Das Forschungsprojekt beschäftigt sich mit frühen exegetischen Deutungen von denjenigen koranischen Versen, die eine unmittelbare Relevanz für die Positionierung gegenüber anderen Religionen haben. Die Texte werden dabei sowohl intertextuell in ihren Bezügen zu anderen Texten als auch in Hinblick auf die Verortung in ihrem jeweiligen soziohistorischen Kontext untersucht. Besondere Beachtung finden die benachbarten religiösen Traditionen der jeweiligen Zeit, die in der muslimischen Exegese ihren Niederschlag gefunden haben, so zum Beispiel das Korpus der Isrāʾīliyāt. Ein anderer Fokus liegt auf den Strategien, die von den Exegeten eingesetzt wurden, um den jeweiligen multi-religiösen kulturellen Kontext mit den Bedeutungen des koranischen Textes wie auch mit seinem allgemeinen linguistischen und kulturellen Kontext zu versöhnen.

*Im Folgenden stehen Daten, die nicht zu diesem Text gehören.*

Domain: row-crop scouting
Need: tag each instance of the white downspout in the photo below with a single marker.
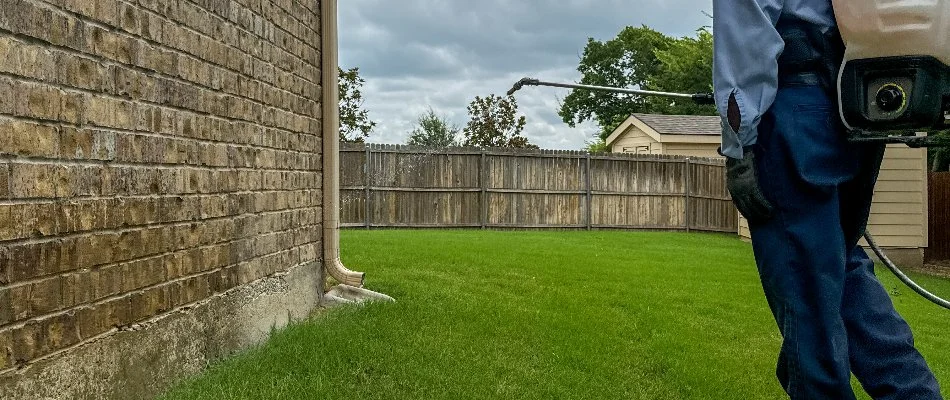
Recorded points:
(331, 149)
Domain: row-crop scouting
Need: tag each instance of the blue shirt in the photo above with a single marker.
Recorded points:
(746, 47)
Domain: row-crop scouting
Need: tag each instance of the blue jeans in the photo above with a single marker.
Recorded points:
(834, 315)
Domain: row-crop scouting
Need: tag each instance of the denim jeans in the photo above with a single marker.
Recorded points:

Den Startpunkt bilden die exegetischen Werke von Muqātil Ibn Sulaimān (st. 767), aš-Šāfiʿī (st. 820), und aṭ-Ṭabarī (st. 923). Diese frühe Interpreten des Qur’āns haben die hermeneutischen Regel seiner Interpretation nachhaltig geprägt, teilweise bis in die heutige Zeit hinein.

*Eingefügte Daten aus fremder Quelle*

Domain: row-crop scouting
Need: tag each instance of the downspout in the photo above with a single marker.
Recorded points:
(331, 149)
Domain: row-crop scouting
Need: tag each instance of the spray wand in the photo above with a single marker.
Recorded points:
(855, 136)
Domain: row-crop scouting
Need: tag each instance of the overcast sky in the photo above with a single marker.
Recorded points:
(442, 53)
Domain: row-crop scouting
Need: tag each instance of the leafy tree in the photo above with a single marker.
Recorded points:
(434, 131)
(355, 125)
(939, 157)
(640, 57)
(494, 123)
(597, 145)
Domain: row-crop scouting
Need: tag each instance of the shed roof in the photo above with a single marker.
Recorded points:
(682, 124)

Unterprojekt 2 (Bacem Dziri)

Positionierungen zum Konflikt der Erstgemeinde in der muslimischen Historiographie“

Mit dem Ableben des Propheten Muhammad entfiel das Medium der kommunikativen Offenbarung und damit die als göttlich erachtete Führung der Gemeinde. Auf die Frage, ob und ggf. wie dieser Verlust zu kompensieren sei, kam es sehr früh zu unterschiedlichen und dann auch widerstreitenden Antworten. Diese Spannungen mündeten alsbald in einem offenen Konflikt und dem ersten Schisma (arab. al-fitna al-kubrā), einer traumatischen Erfahrung für die damals noch junge Gemeinde. Fortan hatten alle nachfolgenden politischen, rechtlichen und theologischen Strömungen und Gruppierungen nicht nur das weiterhin virulente Problem der Autorität zu beantworten, sondern auch die erfolgte schismatische Auseinandersetzung der Ur-Gemeinde selbst zu erklären. In diesem Projekt geht es um die Aufarbeitung einiger ausgewählter historiographischer Darstellungen dieses Konflikts, aus denen sich Rückschlüsse über die innerislamischen Positionierungen (arab. mawāqif) zu den Konfliktparteien ableiten lassen.

Unterprojekt 3 (Adem Hasanović)

Islamischer Umgang mit Differenz im Kontext moderner pluralistischer Gesellschaften“

In den pluralen Kontexten der Gegenwart, in denen kommunikative Prozesse sowohl diskursiver als auch struktureller Art immer stärker verdichtet werden – so etwa im Rahmen von Transnationalisierung und Globalisierung –  entfalten sich islamische Positionierungen im Kontext einer Vielzahl von Geltungsansprüchen, wie beispielsweise Staatsbürgerlichkeitskonzepten oder dem internationalen Völkerrecht.  Die gesellschaftliche Heterogenität konstituiert außerdem neue Formen von Differenz wie auch neue Formen des islamischen Umgangs damit. Dieses Projekt untersucht anhand einer Analyse aktueller islamischer Diskurse die Veränderungen in den Begründungsmodalitäten des eigenen Wahrheitsanspruchs unter diesen neuen Bedingungen. Die Auslotung von möglichen Formen von Positionierung in der Gegenwart anhand aktueller Debatten soll zu einer islamisch-theologischen Systematisierung der Begründungsmodalitäten des Umgangs mit Differenz führen.